In some ways, I think, the grace of Resurrection is too daunting for us to accept all at once. And perhaps this story highlights the ways that grace is known to us in small moments; a meal with friends that brings you back to the present moment and back to your body when you’ve been adrift in barren waters. Or, like with Peter, forgiveness from someone you’ve betrayed and an unexpected opportunity to express love where before there was harm. These are the moments that allow us to come to terms with the joyful shock of Resurrection, the reality of life after death.
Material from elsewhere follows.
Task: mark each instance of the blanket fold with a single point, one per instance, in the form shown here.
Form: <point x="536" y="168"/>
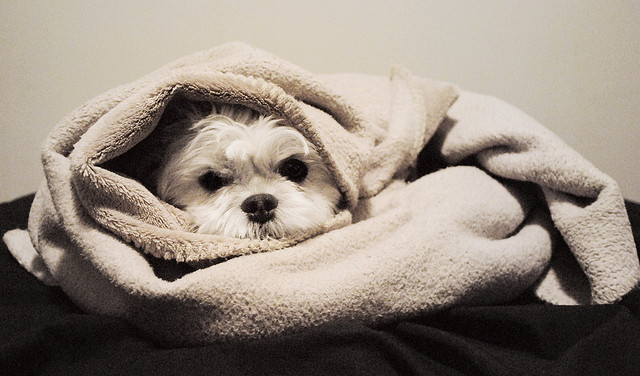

Both the gospel text and Marilynne Robinson’s novel wrestles with similar questions about the human experience: questions of loss and abundance, transience and home, grace and purpose. It seems to me that something about being human means that even though we see indications of Resurrection all around us all the time, we keep living as if this isn’t the case. We keep dropping our nets into water where nothing lives or moves or has its being, and coming up empty, refusing to see that there is another way, needing to be reminded over and over again that God’s plan for us is yet unfinished, or that life after death is a possibility.
But then when it seems like all hope is lost, something about our encounter with the risen Christ tells us to put the net in again, and next to come and eat. And then to go out into the world with our casseroles and our cakes, or with whatever we have to offer that might bespeak of Christ’s nourishing love, and to feed.